Evidence that centrally released arginine vasopressin is involved
in central pressor action of angiotensin ii.
Slawomir, O., Ewa Szczepaska-Sadowska, and Maria Szczypaczewska.
Warsaw Medical Academy, Department of Clinical and Applied
Physiology, Warsaw, Poland
APStracts 2:0304H, 1995.
Five Series of experiments were performed on conscious trained dogs to
find out whether intracranially released arginine vasopressin (AVP)

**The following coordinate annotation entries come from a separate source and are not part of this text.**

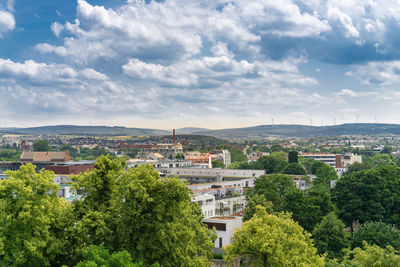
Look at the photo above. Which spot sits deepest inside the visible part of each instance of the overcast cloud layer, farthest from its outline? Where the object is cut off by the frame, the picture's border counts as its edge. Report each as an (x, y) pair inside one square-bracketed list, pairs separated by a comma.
[(214, 64)]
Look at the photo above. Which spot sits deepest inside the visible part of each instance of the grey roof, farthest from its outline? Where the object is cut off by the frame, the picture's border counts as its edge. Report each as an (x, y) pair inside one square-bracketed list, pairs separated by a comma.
[(205, 172)]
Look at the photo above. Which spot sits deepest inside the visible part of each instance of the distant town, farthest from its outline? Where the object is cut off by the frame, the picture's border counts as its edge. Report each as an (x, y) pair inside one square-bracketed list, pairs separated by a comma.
[(222, 175)]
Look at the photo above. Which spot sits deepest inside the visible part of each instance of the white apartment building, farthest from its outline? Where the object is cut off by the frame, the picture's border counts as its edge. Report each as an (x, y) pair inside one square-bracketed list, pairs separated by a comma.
[(335, 160), (206, 203), (225, 227)]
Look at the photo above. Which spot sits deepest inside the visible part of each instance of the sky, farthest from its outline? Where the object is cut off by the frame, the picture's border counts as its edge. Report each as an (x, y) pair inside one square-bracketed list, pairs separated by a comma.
[(198, 63)]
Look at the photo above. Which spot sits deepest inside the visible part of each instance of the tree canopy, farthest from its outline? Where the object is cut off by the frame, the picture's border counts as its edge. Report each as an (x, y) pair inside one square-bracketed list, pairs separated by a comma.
[(274, 188), (308, 207), (273, 240), (33, 219), (369, 195), (376, 233), (329, 236)]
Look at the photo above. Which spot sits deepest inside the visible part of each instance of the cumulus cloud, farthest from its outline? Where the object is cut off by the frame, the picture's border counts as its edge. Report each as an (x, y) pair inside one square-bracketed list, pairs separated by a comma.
[(347, 92), (7, 22), (236, 58), (380, 73), (57, 28)]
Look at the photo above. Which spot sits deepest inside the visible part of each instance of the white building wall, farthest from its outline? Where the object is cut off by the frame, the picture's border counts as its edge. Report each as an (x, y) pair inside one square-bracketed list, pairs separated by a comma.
[(206, 203), (231, 224)]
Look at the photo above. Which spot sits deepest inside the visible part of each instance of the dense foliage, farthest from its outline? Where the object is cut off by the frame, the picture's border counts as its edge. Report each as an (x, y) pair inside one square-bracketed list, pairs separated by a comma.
[(377, 233), (152, 219), (273, 240), (369, 195)]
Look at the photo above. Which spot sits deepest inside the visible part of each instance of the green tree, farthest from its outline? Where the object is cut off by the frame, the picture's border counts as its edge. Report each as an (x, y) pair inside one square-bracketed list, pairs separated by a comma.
[(33, 219), (376, 233), (329, 236), (254, 201), (387, 150), (41, 145), (308, 207), (381, 159), (99, 256), (317, 164), (137, 211), (274, 188), (356, 166), (374, 256), (324, 175), (294, 168), (271, 240), (156, 220), (369, 195), (293, 157)]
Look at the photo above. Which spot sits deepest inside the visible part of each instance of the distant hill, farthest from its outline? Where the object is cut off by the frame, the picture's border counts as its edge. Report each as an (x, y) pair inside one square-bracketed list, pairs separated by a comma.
[(256, 132), (190, 130), (284, 130), (84, 130)]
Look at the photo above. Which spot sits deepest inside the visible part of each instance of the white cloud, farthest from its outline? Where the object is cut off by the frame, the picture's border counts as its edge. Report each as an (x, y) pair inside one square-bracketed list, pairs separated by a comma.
[(57, 28), (380, 73), (335, 14), (7, 22), (347, 92)]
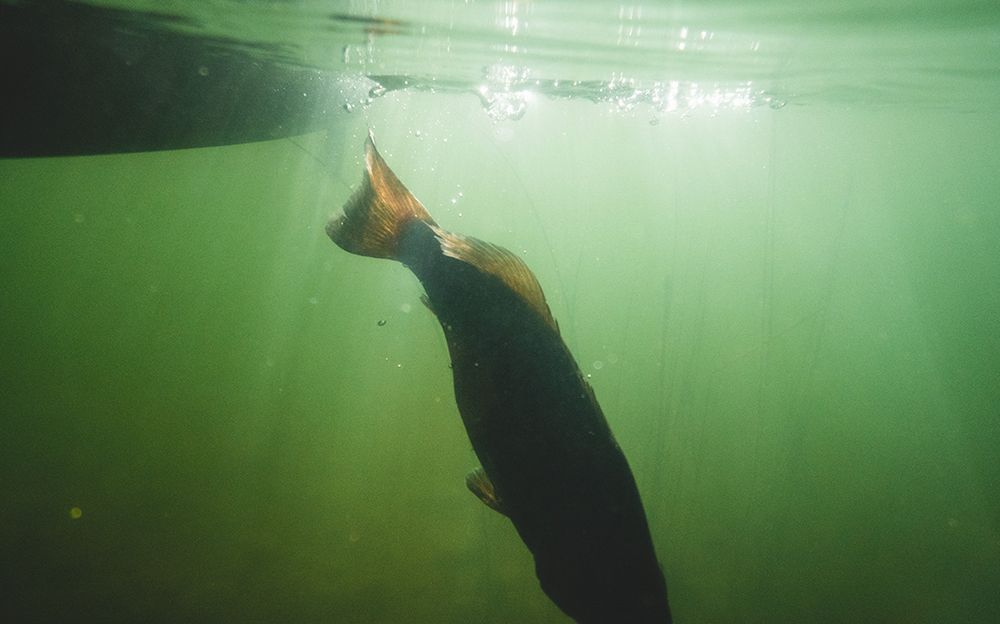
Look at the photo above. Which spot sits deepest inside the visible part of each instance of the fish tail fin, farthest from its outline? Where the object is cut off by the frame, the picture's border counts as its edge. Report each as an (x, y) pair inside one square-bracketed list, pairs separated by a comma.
[(377, 212)]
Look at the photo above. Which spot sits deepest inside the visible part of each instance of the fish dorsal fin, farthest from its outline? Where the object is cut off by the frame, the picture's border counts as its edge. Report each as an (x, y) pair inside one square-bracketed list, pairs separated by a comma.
[(498, 262), (480, 485)]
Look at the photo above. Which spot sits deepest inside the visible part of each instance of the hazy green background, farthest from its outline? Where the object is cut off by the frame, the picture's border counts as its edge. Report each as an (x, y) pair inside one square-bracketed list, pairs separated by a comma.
[(790, 318)]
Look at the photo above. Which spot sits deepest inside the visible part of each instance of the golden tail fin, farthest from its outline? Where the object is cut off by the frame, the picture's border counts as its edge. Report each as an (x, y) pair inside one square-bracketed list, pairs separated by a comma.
[(375, 214)]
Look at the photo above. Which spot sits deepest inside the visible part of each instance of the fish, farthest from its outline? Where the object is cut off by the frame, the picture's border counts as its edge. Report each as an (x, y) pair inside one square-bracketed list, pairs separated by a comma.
[(549, 461)]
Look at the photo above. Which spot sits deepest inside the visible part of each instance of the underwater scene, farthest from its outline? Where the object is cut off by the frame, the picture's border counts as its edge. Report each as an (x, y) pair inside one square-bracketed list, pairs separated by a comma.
[(768, 232)]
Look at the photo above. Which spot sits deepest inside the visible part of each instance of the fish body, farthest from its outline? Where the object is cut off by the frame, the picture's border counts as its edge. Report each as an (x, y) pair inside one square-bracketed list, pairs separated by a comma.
[(549, 460)]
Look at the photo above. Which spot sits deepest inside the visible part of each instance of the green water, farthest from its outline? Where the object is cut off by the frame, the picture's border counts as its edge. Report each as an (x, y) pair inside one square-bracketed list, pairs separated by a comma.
[(789, 315)]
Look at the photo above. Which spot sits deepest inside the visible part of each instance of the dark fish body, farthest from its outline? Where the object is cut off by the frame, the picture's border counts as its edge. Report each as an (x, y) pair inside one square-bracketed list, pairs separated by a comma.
[(549, 460)]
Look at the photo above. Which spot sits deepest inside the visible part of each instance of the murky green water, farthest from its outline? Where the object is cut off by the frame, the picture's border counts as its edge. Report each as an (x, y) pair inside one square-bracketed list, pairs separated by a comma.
[(786, 300)]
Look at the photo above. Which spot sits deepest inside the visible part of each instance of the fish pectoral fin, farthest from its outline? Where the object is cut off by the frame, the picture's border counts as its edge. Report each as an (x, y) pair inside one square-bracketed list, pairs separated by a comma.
[(480, 485)]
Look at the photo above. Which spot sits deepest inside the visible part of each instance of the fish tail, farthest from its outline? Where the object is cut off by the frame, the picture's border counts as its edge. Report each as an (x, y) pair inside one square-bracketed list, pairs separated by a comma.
[(376, 214)]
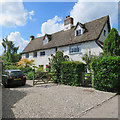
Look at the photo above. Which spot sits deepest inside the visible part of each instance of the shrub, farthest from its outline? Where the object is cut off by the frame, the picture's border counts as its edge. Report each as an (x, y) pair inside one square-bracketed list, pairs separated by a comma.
[(55, 63), (72, 73), (112, 43), (29, 75), (106, 72)]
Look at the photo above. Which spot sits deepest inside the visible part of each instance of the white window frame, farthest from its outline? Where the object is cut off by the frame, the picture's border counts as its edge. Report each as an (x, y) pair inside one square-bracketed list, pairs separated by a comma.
[(45, 40), (73, 51)]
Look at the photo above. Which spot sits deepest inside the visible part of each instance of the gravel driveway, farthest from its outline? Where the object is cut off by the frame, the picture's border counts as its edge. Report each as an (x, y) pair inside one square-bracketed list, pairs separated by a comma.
[(49, 101)]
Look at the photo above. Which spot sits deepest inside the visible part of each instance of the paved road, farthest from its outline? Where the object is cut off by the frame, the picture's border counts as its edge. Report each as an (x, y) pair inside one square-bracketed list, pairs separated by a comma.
[(51, 101), (109, 109)]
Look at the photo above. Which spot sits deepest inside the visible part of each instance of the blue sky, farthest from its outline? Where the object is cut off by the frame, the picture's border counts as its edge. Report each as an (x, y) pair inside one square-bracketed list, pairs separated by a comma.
[(37, 18)]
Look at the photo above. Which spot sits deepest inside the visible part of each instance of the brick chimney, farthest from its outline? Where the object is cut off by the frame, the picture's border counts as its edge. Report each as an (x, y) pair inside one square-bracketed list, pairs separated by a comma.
[(32, 37), (68, 23)]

is involved in mediation of central cardiovascular effects of
angiotensin II (ANGII). The dogs were implanted with guide tubes
leading to the third cerebral ventricle (ICV) and with the
intraarterial catheters. Blood pressure and heart rate were
continuously monitored during (ICV) administration of 1) ANGII alone
(250 ng), 2) AVP alone (0.01 ng/min during 10 min), 3) ANGII together
with AVP, 4) AVP together with AVP V1 receptors antagonist (MECAAVP,
V1ANT, 100 ng/min), and 5) ANGII together with V1ANT. The results
revealed that 1) ANGII and AVP applied separately elicited
significant, long-lasting increases of blood pressure, 2) The maximum
pressor effect after ANGII and AVP applied together did not differ
from that after separate application of either of these peptides but
the duration of the pressor response was significantly shorter, 3)
Pretreatment with V1ANT effectively prevented blood pressure
increases elicited by central administration of AVP and ANGII, 4)
After blockade of V1 receptors administration of AVP resulted in a
significant delayed decrease of blood pressure below baseline. The
results strongly suggest that 1) Centrally released AVP mediates the
the pressor effect of ICV applied ANGII by means of V1 receptors, 2)
ICV applied ANGII and AVP interact to activate the machanism involved
in extinction of their pressor effect, 3) Blockade of central V1
receptors uncovers the hypotensive action of centrally applied AVP
Received 9 January 1995; accepted in final form 11 July 1995.
APS Manuscript Number H16-5.
Article publication pending Am. J. Physiol. (Heart Circ. Physiology).
ISSN 1080-4757 Copyright 1995 The American Physiological Society.
Published in APStracts on 30 July 1995.